14.04.2025
PM Koalitionsvertrag: Es ist fünf nach zwölf

Im Koalitionsvertrag versprechen Union und SPD tiefgreifende strukturelle Reformen. Wichtige Fragen – gerade zur Finanzierung der sozialen Sicherungssysteme und der Einbindung der Pflege – bleiben jedoch offen. Insgesamt ist der Vertrag ein guter Schritt, dem jetzt weitere Taten folgen müssen.
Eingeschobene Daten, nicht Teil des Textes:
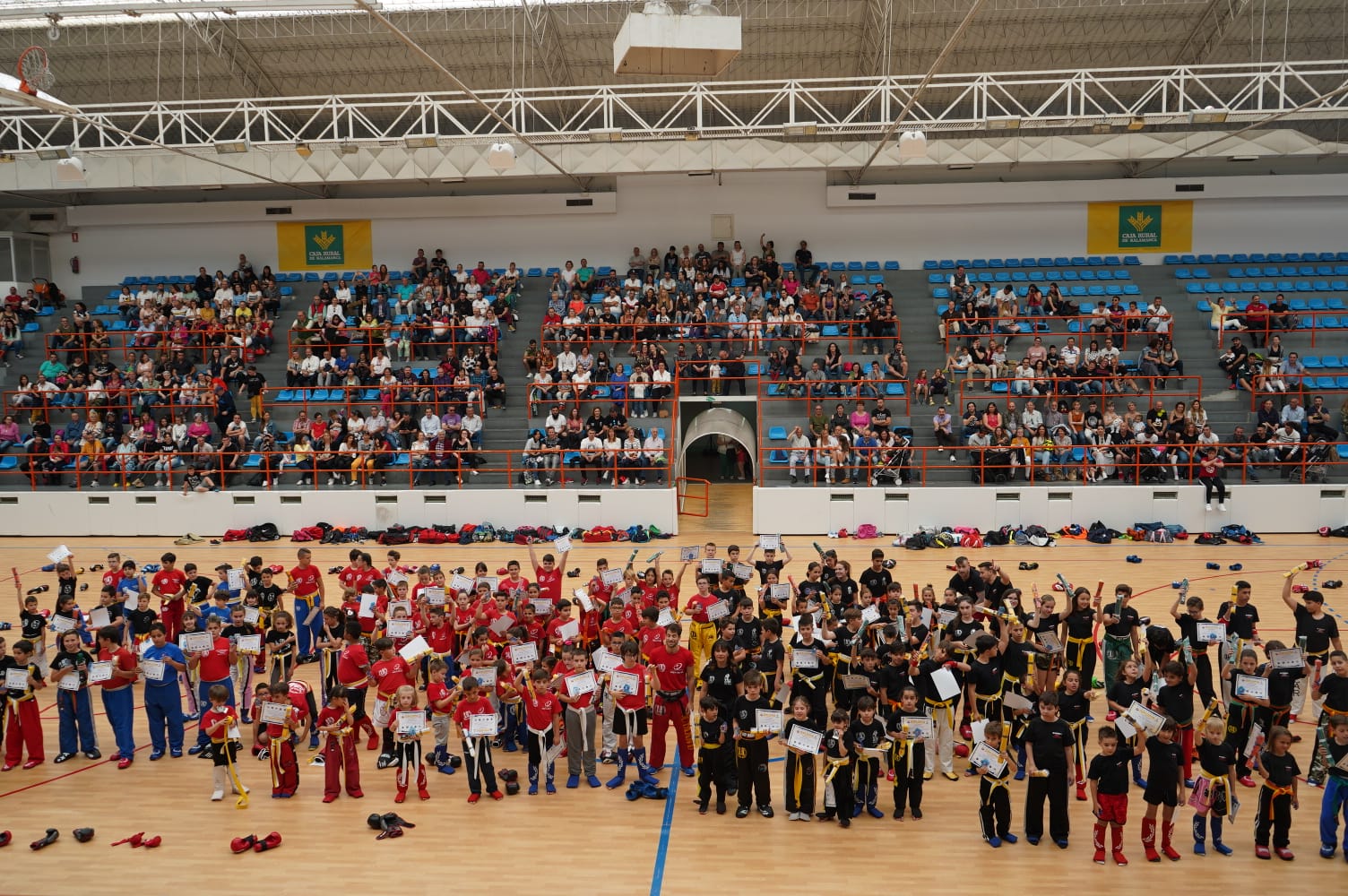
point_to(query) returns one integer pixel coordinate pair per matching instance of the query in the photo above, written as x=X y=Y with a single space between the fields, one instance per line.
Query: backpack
x=264 y=532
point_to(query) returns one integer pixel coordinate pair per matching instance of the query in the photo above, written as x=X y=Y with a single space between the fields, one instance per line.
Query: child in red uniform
x=440 y=698
x=542 y=714
x=217 y=725
x=478 y=748
x=407 y=759
x=168 y=585
x=630 y=719
x=336 y=722
x=671 y=670
x=388 y=673
x=285 y=768
x=24 y=724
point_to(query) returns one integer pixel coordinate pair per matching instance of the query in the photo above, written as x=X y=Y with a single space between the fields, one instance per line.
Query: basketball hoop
x=34 y=72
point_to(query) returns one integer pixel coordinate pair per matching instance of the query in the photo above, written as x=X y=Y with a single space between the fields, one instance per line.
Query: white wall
x=1262 y=508
x=56 y=515
x=1233 y=214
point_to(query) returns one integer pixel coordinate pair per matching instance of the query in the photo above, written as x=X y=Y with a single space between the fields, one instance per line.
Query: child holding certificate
x=406 y=722
x=24 y=722
x=339 y=727
x=281 y=746
x=907 y=754
x=478 y=741
x=1278 y=795
x=751 y=749
x=839 y=752
x=162 y=663
x=713 y=756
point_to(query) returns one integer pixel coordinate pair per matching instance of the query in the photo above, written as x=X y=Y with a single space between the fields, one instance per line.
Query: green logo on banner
x=324 y=246
x=1139 y=227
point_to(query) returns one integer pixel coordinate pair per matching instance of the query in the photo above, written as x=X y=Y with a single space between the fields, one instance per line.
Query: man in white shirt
x=430 y=423
x=654 y=454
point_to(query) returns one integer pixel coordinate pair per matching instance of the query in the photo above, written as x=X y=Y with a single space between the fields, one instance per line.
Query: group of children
x=867 y=686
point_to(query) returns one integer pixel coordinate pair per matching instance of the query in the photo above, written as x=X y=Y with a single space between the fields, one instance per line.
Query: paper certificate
x=625 y=684
x=1211 y=633
x=274 y=713
x=1144 y=719
x=918 y=727
x=526 y=652
x=989 y=759
x=767 y=721
x=1291 y=658
x=1251 y=687
x=805 y=740
x=581 y=684
x=414 y=650
x=805 y=658
x=1050 y=642
x=410 y=722
x=604 y=660
x=195 y=642
x=481 y=725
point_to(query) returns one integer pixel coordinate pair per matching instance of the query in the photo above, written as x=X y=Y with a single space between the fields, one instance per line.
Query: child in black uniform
x=1278 y=795
x=995 y=792
x=1163 y=788
x=1048 y=740
x=713 y=754
x=1109 y=779
x=751 y=749
x=799 y=767
x=907 y=756
x=839 y=752
x=1216 y=784
x=868 y=733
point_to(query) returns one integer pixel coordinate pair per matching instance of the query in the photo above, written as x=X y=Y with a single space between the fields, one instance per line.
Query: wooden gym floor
x=598 y=841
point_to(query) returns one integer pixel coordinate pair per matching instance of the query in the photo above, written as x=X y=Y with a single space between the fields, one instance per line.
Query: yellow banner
x=324 y=246
x=1139 y=227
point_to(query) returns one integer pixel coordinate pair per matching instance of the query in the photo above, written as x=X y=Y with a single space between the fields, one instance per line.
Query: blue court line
x=662 y=850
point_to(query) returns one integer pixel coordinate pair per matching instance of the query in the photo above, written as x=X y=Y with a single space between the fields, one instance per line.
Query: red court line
x=51 y=780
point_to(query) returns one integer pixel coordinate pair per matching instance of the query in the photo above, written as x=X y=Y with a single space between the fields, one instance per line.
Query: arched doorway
x=697 y=449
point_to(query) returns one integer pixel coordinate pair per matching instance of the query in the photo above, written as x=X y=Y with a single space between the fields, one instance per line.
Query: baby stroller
x=1316 y=467
x=894 y=464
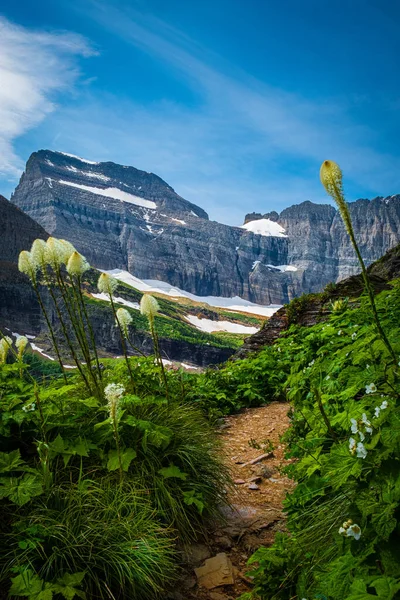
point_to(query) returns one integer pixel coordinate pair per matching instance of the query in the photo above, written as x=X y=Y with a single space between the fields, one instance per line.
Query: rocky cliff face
x=18 y=304
x=120 y=217
x=20 y=311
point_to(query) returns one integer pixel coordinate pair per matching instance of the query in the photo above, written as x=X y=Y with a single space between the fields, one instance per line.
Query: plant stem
x=158 y=356
x=123 y=343
x=53 y=339
x=324 y=415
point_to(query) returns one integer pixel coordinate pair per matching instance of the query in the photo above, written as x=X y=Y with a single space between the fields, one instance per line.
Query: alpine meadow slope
x=122 y=218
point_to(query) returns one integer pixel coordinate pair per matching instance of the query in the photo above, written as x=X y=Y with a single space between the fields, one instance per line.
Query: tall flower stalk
x=332 y=180
x=77 y=265
x=149 y=307
x=113 y=393
x=29 y=266
x=108 y=285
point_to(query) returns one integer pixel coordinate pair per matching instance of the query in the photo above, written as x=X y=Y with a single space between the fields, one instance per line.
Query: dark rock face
x=20 y=311
x=155 y=234
x=18 y=305
x=315 y=307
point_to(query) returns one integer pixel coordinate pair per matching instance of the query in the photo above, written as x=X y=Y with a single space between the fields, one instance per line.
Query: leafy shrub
x=343 y=516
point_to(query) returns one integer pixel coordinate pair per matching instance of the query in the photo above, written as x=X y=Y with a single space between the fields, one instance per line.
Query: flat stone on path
x=215 y=572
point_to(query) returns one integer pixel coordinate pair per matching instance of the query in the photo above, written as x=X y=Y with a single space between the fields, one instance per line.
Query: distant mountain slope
x=17 y=299
x=184 y=325
x=123 y=218
x=310 y=309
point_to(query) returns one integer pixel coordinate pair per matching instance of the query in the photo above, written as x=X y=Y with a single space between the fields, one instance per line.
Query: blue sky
x=235 y=103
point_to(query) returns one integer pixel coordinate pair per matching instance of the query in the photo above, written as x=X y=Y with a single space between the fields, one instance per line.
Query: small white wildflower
x=345 y=526
x=361 y=451
x=114 y=391
x=371 y=388
x=354 y=531
x=366 y=423
x=354 y=426
x=107 y=284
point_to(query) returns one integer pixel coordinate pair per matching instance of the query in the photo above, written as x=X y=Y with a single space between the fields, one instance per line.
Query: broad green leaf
x=11 y=461
x=173 y=472
x=126 y=457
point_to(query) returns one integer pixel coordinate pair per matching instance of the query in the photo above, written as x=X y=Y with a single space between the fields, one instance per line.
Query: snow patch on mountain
x=210 y=326
x=264 y=227
x=89 y=162
x=162 y=287
x=88 y=174
x=283 y=268
x=113 y=193
x=117 y=300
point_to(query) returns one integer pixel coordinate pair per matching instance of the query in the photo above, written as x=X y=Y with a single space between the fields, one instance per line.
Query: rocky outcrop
x=309 y=309
x=18 y=305
x=120 y=217
x=20 y=312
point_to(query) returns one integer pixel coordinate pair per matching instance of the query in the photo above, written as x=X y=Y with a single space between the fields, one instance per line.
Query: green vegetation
x=103 y=469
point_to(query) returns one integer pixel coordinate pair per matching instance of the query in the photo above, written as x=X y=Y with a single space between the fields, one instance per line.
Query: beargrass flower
x=21 y=344
x=124 y=319
x=38 y=253
x=113 y=393
x=77 y=264
x=54 y=253
x=26 y=264
x=66 y=249
x=371 y=388
x=149 y=306
x=107 y=284
x=332 y=180
x=5 y=345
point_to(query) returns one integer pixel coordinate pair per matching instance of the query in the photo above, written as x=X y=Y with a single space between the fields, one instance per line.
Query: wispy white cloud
x=34 y=66
x=244 y=144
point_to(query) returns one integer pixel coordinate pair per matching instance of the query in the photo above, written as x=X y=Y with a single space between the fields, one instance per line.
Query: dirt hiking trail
x=216 y=569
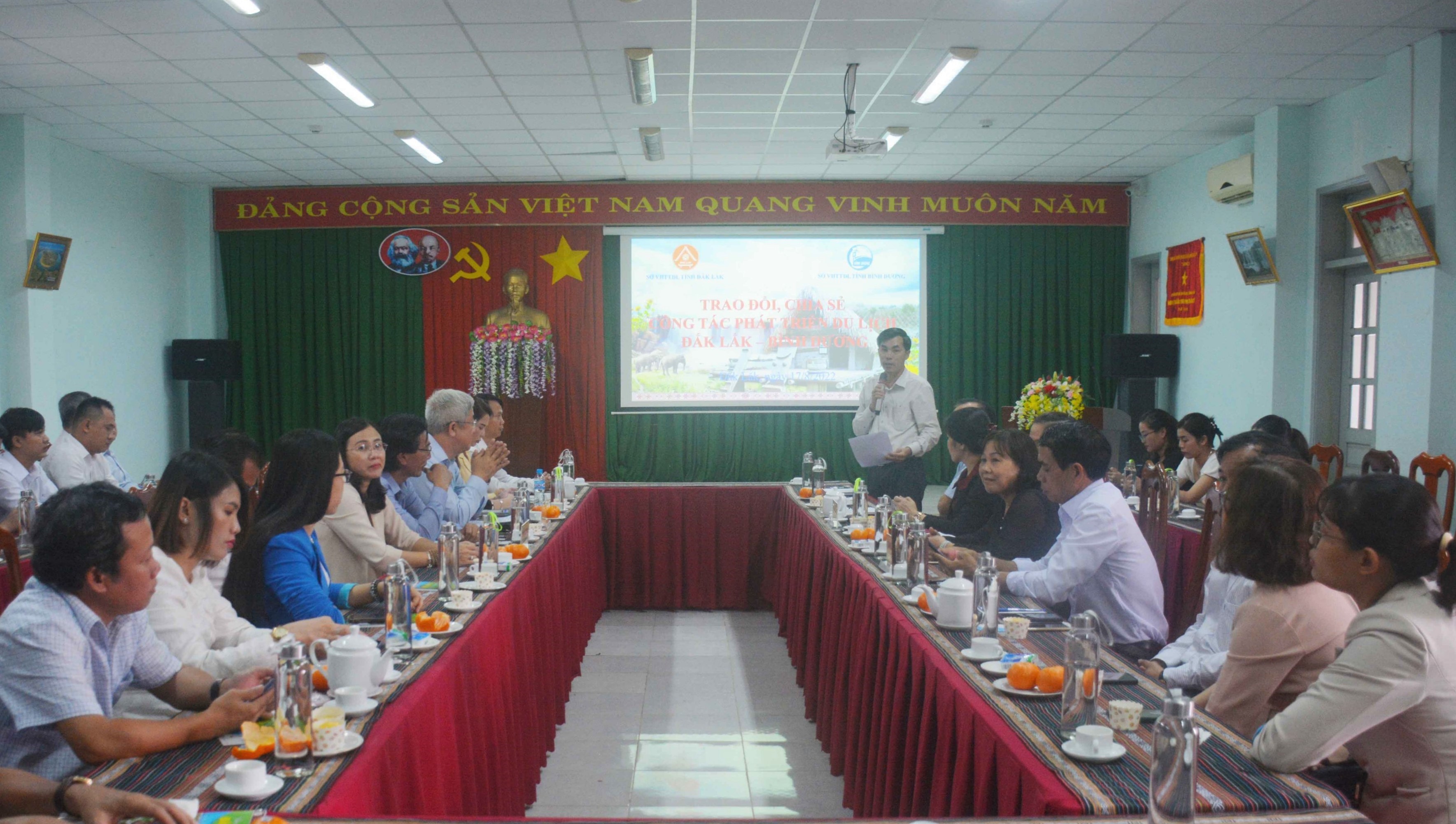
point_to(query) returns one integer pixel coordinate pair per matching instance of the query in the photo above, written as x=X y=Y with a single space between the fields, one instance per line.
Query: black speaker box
x=207 y=360
x=1141 y=356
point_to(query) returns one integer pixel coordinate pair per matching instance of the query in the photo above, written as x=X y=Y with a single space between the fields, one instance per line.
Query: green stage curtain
x=327 y=331
x=1005 y=305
„Generell begrüßt das Pflegebündnis Mittelbaden die Signale, die im Koalitionsvertrag gesetzt wurden. Gerade bei der Finanzierung der gesetzlichen Kranken- und Pflegeversicherung ist der Handlungsdruck jedoch enorm und der Vertrag bietet keine konkreten Lösungsansätze. Wir befürchten, dass Experten-Kommissionen hier nicht ausreichend sind. Es ist fünf nach zwölf, wir haben keine Zeit mehr“, erklärt Peter Koch, Vorsitzender des Pflegebündnisses Mittelbaden e.V.
Laut Koalitionsvertrag soll eine Expertengruppe bis 2027 Vorschläge für eine Reform vorlegen. „Die Profession der Pflege ist hier wieder einmal außen vor. Wir haben die Fachexpertise und müssen bei solchen grundlegenden Weichenstellungen eingebunden werden“, fordert Koch weiter.
Mit Sorge blickt Koch auch auf die verwässerten Sätze im Koalitionsvertrag bezüglich der strukturellen Anpassungen. „Von den ursprünglichen konkreten Vorschlägen zur finanziellen Entlastung der Sozialsysteme ist so gut wie nichts mehr im Koalitionsvertrag übrig geblieben“, kritisiert er.
„Im Vergleich zum letzten Koalitionsvertrag ist ebenfalls nichts mehr vom elektronischen Gesundheitsberuferegister und der weiteren finanziellen Unterstützung des Deutschen Pflegerates zu lesen. Sollte hier gespart werden, wirft das die Pflegeprofession wieder um Jahre zurück“, mahnt der Pflegemanager mit Blick nach Berlin.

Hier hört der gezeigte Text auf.